This weekend I picked up two discarded newspapers on the tube.  The first was the FT magazine and the second was The Daily, the paper produced by H&M during London Fashion Week.; two very different publications but both featuring individuals who describe themselves or who can be described as walking works of art. 

The FT magazine featured an interview with Aarne Bielefeldt.  Not a name I was familiar with but certainly a face I won’t forget.  Aarne is the proud wearer of a three foot beard and is the current freestyle beard champion (who knew?!).  Famous for styling his facial fuzz into the Octobeard, Aarne describes himself as an artist, his beard the subject.  Lovingly pruning it and positioning its eight curling prongs with hairspray and a hairdryer, leaving him looking like a cross between the cursed Davy Jones in Pirates of the Caribbean and a Dan Hillier print.

Aarne may seem an unlikely brand ambassador but his excessive use of hairspray could be an opportunity for a savvy styling brand. Not only is he a regular at the world beard championships but he also appeared in the US TV show Whisker Wars presenting an unusual but apt product placement opportunity.  It certainly wouldn’t be the first time a brand has found an unlikely partner in a performance artist.  Gillette sponsored Philip Levine’s exhibition Headism in 2011.  Phillip uses his shaven head as a canvass for all manner of weird and wonderful accoutrements and how else would he prepare said canvass but with a Gillette razor of course.

The Daily’s street style section on the other hand was filled with individuals who during fashion week entertain the paps with their theatrical styles. People who are not just observant of fashion trends but create an outfit that transcends style and assumes a role:  the woman in floor length pastel fur and jeweled turban playing the Tarot reader, the young man in pinstriped suit and fur coat playing the Wolf of Wall Street and one woman in full PVC playing the Living Doll.

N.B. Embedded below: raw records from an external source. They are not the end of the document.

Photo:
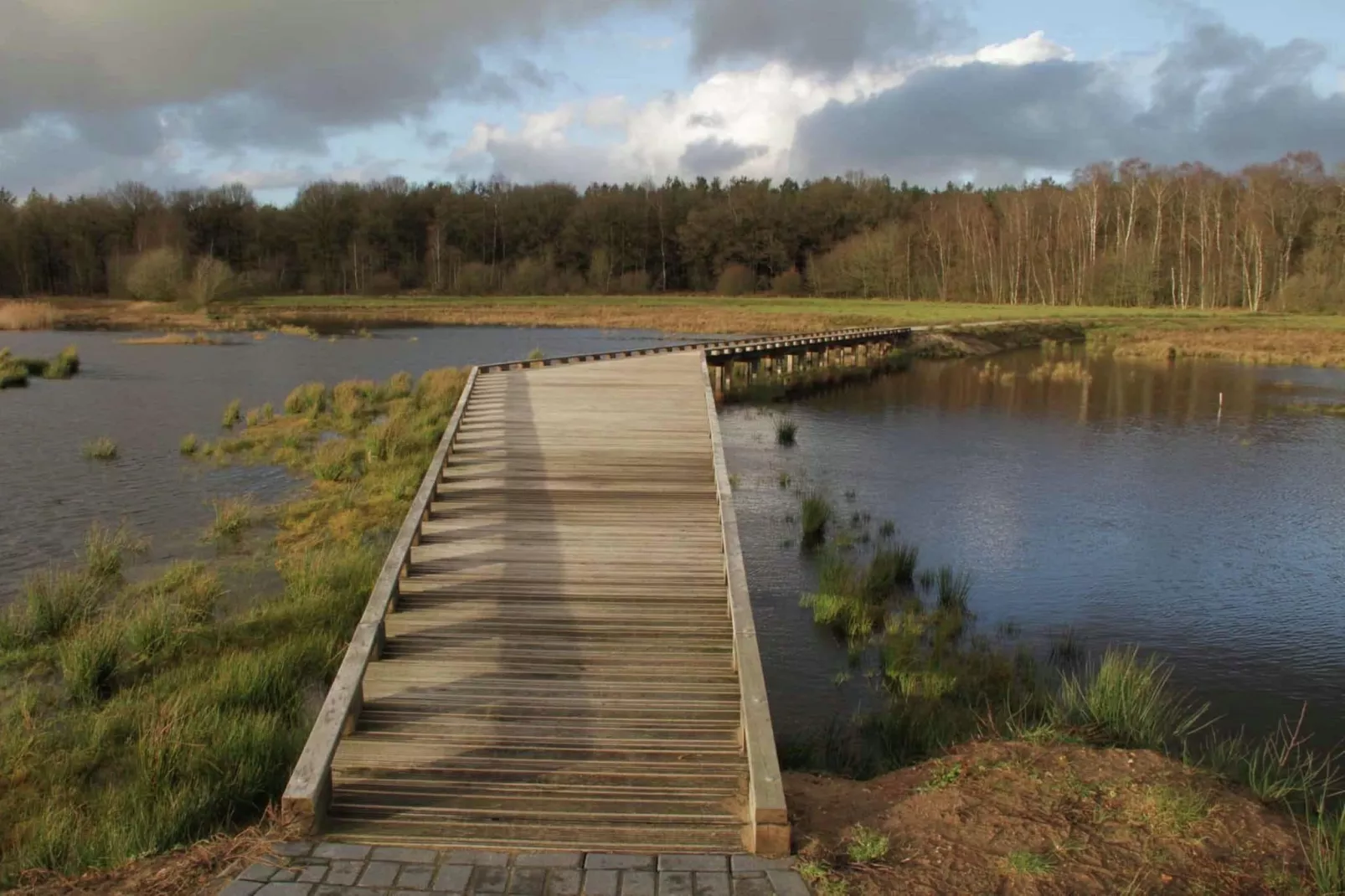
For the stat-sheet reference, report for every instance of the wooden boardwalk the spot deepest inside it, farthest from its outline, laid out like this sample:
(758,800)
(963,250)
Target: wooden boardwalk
(559,672)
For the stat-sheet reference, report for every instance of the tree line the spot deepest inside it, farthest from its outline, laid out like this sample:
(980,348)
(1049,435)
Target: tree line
(1271,235)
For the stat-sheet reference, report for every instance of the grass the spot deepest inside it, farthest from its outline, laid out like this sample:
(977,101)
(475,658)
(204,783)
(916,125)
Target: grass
(233,517)
(101,448)
(150,714)
(173,339)
(1023,862)
(1127,701)
(816,514)
(865,845)
(27,315)
(233,415)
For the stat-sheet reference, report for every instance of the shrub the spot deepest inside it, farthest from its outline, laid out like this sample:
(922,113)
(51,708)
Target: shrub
(736,280)
(788,283)
(211,279)
(157,276)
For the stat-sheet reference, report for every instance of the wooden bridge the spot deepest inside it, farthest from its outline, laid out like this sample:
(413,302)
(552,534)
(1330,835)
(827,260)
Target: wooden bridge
(559,650)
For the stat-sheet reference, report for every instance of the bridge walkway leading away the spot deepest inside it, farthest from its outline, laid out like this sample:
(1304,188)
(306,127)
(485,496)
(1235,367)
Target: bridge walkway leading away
(572,662)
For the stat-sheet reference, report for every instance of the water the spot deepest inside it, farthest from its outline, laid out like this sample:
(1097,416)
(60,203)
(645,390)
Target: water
(148,397)
(1134,510)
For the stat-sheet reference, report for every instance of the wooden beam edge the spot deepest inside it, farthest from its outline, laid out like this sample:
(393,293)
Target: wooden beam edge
(304,802)
(767,818)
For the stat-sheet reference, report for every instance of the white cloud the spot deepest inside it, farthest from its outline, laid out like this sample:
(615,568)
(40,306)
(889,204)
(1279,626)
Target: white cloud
(739,123)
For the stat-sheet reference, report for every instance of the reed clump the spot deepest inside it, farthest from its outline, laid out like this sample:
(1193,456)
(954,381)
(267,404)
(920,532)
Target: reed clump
(1060,372)
(233,415)
(101,448)
(27,315)
(816,514)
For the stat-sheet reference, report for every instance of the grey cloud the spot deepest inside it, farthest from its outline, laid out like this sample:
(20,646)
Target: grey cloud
(1219,97)
(818,35)
(713,157)
(323,64)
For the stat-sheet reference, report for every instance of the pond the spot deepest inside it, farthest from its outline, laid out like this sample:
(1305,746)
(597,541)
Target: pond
(146,399)
(1178,507)
(1183,509)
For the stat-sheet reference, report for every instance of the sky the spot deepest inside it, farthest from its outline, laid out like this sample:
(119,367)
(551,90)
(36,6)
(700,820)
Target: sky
(279,93)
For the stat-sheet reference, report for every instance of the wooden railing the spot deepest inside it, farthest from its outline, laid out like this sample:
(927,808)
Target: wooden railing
(308,791)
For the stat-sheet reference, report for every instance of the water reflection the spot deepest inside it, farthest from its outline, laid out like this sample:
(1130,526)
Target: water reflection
(148,397)
(1127,503)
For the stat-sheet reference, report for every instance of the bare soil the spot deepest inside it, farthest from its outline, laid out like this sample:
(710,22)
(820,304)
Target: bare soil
(1021,820)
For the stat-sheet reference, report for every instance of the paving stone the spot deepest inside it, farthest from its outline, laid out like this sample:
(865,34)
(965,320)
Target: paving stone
(259,872)
(379,875)
(312,875)
(619,860)
(638,883)
(693,863)
(416,876)
(241,888)
(293,849)
(752,887)
(286,888)
(341,851)
(564,882)
(475,857)
(744,864)
(787,883)
(528,882)
(488,878)
(600,883)
(402,854)
(712,884)
(344,872)
(548,860)
(676,884)
(452,878)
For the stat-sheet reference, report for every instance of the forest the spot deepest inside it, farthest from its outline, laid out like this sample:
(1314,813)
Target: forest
(1269,237)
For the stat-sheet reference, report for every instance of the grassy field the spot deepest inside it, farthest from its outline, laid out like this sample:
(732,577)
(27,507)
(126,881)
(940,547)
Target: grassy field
(140,716)
(1138,332)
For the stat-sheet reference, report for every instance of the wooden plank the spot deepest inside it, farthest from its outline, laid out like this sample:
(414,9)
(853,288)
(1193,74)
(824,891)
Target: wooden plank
(768,818)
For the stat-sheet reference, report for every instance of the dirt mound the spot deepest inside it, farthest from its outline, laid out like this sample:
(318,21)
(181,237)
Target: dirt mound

We have becoe fascinated with this kind of artistry or role playing.  Who didn’t tune in to Channel Fours Secret of the Living Dolls with a mixture of horror and intrigue as grown men made themselves over in plastic suits to assume the form of Amazonian women not out of place in a Robert Crumb Cartoon?  But whilst statement is the extreme living dolls and Harajuku style has become part of main stream culture with artist like Gwen Stefani heroing the trend and brands like Irregular Choice epitomizing bubble gum, my little pony chic.  And of course who could forget the most famous performance artist of all, Lady Gaga, whose fusion of style, music and exhibitionism came to a logical head with her most recent album Artpop, the cover of which was designed by legendary pop artist Jeff Koons- well naturally. 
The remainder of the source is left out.